De Blasio defended the officers, though, saying, "I don’t think this is about the officers. The officers, members of the warrant squad going and arresting someone who has an outstanding warrant is actually their job. I think the question is higher up. This is a question of making sure there’s coordination to understand we’re in a particular historical moment where there has to be sensitivity. Where folks are understandably worried about what they see coming out of Washington, about the defense of democratic rights."
The mayor also said he still is reserving judgement until he thorougly views the video.
"In this particular case, we should certainly review it," he said. "And we want to make sure our folks see the video you’re seeing. And if there’s something that’s not accurate, we need to correct it. But I don’t have the details on that."
The incident took place at 2nd Avenue and East 25th Street in Kips Bay
Videos posted to Twitter and Instagram shows officers struggling to hold the woman, and struggling to get her inside the unmarked vehicle.
Police said the woman, identified as 18-year-old Nikki Stone, was wanted for five criminal incidents in Lower Manhattan.
She was charged with vandalism and criminal mischief and released on a desk appearance ticket around 2 a.m.
Elected leaders expressed concern about the arrest on social media.
"Concerned about what we are seeing in this video," Public Advocate Jumaane Williams tweeted. "Reaching to try and get some answers."
Comptroller Scott Stringer tweeted, "I’m deeply concerned by the videos circulating of a protester being thrown into an unmarked van. We need answers immediately."
The NYPD, however, defended the use of an unmarked vehicle during the apprehension of suspects, tweeting "the Warrant Squad uses unmarked vehicles to effectively locate wanted suspects."

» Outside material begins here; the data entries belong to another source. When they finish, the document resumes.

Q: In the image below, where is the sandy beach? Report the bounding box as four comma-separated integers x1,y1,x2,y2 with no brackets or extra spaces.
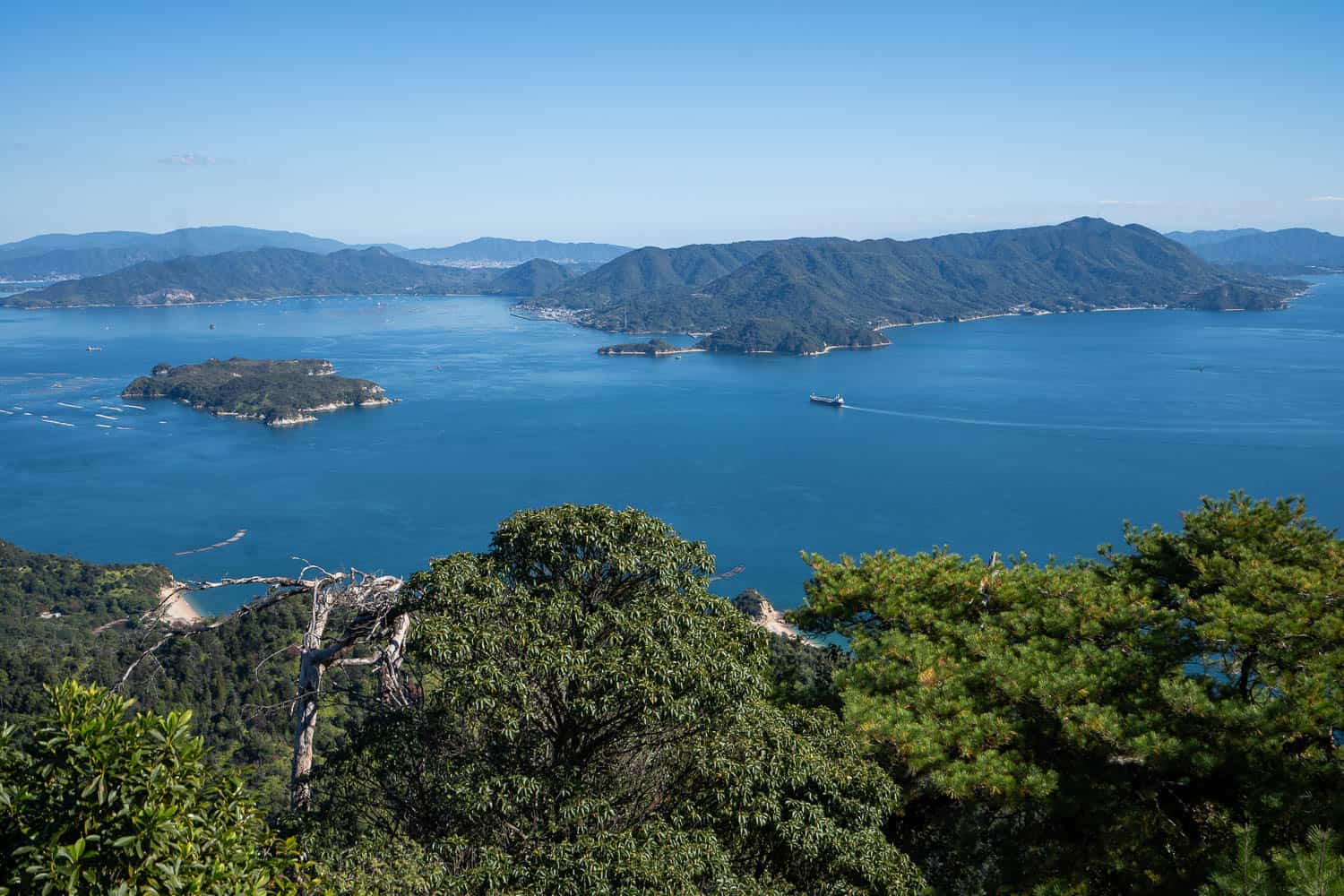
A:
151,579,203,625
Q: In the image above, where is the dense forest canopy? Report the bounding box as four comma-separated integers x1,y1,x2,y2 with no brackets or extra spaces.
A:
0,495,1344,895
121,358,389,426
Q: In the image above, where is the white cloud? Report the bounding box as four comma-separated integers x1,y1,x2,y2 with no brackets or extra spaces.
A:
159,151,228,165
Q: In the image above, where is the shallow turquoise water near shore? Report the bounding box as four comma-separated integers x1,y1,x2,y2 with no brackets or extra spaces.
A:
0,277,1344,617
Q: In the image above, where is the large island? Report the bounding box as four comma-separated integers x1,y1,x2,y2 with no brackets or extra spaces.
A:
121,358,392,426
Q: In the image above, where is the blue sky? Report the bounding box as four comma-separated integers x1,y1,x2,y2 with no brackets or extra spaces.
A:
0,0,1344,246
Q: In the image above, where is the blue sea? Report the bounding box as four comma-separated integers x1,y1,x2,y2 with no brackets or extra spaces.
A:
0,277,1344,610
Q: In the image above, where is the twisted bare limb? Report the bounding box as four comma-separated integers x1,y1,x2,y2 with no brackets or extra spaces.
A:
115,574,411,812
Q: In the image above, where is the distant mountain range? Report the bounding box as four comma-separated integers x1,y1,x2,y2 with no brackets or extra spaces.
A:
535,218,1303,353
0,247,607,307
0,247,489,307
397,237,631,266
0,227,368,280
1163,227,1265,248
0,227,629,280
1167,227,1344,275
0,218,1305,353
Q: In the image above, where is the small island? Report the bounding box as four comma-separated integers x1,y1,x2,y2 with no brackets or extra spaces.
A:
597,339,685,358
121,358,392,426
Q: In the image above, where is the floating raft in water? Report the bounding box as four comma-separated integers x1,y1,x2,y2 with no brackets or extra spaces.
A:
174,530,247,557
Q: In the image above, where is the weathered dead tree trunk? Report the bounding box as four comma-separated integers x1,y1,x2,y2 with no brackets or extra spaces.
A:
116,565,411,812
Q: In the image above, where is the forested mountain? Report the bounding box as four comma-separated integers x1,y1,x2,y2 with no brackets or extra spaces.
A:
0,248,489,307
0,218,1312,353
0,227,629,280
548,240,777,307
397,237,631,267
1195,227,1344,274
121,358,392,426
1163,227,1265,248
538,218,1300,352
0,227,363,280
483,258,594,297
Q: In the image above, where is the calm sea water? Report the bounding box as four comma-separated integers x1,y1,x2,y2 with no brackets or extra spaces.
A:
0,278,1344,610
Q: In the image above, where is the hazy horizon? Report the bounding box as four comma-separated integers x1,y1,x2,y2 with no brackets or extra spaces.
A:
0,3,1344,246
0,215,1333,254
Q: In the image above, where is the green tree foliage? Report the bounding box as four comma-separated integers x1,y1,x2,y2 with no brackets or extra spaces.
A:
800,495,1344,892
0,683,298,895
309,506,921,893
1199,828,1344,896
121,358,387,423
0,541,341,807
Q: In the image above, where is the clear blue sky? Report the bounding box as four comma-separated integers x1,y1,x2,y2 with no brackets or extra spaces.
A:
0,0,1344,246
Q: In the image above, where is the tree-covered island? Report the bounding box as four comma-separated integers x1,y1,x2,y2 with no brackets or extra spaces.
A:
597,339,685,358
121,358,392,426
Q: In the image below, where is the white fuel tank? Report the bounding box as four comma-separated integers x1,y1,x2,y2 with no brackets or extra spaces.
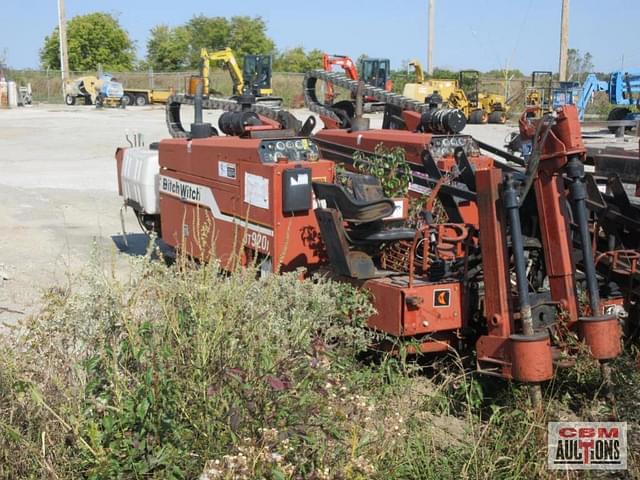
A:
121,147,160,214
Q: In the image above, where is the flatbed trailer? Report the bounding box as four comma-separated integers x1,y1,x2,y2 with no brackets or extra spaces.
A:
124,88,175,107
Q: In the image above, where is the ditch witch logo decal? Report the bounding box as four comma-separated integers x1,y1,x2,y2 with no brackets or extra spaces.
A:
547,422,627,470
161,177,202,202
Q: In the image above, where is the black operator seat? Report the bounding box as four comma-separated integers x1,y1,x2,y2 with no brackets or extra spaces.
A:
313,175,416,244
312,175,415,279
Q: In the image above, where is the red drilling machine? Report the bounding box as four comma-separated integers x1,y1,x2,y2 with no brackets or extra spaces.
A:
116,84,635,390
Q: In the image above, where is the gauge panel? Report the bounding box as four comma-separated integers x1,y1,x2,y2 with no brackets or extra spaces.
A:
259,138,320,163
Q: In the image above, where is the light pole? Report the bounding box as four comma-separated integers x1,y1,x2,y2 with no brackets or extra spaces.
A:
58,0,69,85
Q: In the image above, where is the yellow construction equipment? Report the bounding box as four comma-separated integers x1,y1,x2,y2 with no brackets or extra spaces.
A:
458,70,509,123
402,60,458,102
402,60,508,123
186,47,282,102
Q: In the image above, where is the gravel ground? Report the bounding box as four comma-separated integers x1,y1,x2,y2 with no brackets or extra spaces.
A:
0,105,513,323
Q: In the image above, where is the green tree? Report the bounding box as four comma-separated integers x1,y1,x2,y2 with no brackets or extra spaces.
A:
40,12,135,71
147,25,190,71
184,15,231,68
228,17,275,61
482,69,524,78
273,47,322,73
567,48,593,82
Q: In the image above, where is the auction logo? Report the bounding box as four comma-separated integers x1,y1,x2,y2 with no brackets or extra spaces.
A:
547,422,627,470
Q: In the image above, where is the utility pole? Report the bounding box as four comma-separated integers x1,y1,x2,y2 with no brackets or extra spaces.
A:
58,0,69,83
558,0,569,82
427,0,435,75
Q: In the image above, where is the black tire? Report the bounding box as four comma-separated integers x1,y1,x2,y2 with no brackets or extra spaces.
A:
136,93,149,107
331,100,356,118
489,110,507,124
469,109,489,124
607,107,633,133
122,93,136,105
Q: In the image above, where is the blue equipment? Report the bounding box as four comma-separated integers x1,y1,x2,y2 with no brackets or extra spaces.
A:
553,69,640,125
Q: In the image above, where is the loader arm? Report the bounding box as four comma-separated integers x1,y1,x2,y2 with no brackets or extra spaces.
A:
576,73,608,121
409,60,424,83
200,48,244,95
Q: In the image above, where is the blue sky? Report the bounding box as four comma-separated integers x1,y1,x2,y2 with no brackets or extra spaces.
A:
0,0,640,73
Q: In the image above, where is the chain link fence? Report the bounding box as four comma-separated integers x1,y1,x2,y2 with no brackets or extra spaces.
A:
5,69,304,107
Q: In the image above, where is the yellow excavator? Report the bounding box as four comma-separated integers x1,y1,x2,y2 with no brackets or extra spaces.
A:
187,48,282,105
458,70,509,123
402,60,458,102
402,60,508,123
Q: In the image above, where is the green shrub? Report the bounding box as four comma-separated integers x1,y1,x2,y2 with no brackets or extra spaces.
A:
0,249,640,480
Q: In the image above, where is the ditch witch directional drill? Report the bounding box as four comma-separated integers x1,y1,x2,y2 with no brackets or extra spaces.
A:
116,83,622,390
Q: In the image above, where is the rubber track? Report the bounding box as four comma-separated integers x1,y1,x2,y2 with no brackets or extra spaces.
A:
303,70,429,123
165,95,302,138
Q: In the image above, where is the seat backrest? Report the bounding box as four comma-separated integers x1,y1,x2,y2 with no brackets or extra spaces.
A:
313,182,395,223
349,174,385,201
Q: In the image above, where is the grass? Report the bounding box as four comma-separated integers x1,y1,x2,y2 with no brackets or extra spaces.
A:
0,246,640,480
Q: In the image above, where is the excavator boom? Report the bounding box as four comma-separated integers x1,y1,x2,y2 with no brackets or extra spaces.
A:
200,47,244,95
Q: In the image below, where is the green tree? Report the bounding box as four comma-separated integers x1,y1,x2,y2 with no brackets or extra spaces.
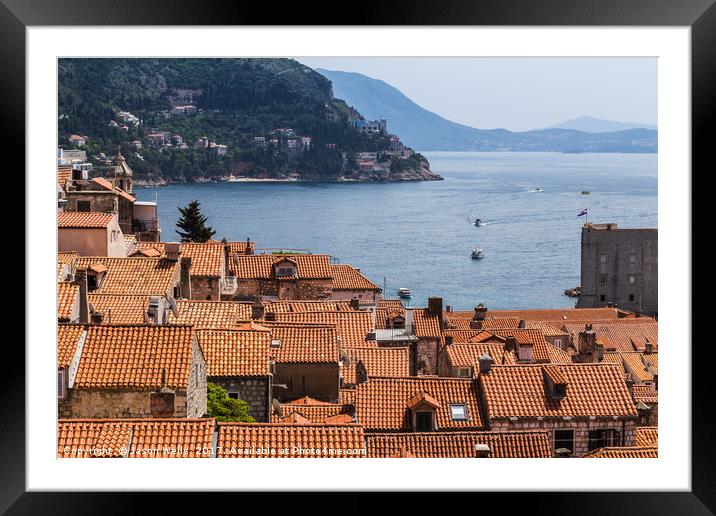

"In regard to a video on social media that took place at 2 Ave & 25 St, a woman taken into custody in an unmarked van was wanted for damaging police cameras during 5 separate criminal incidents in & around City Hall Park," the NYPD tweeted. "The arresting officers were assaulted with rocks & bottles."
"When officers from the Warrant Squad took the woman into custody in a gray NYPD minivan this evening, they were assaulted with rocks and bottles ... When she was placed into the Warrant Squad's unmarked gray minivan, it was behind a cordon of NYPD bicycle cops in bright yellow and blue uniform shirts there to help effect the arrest."
The NYPD said at least seven officers were injured during the confrontation.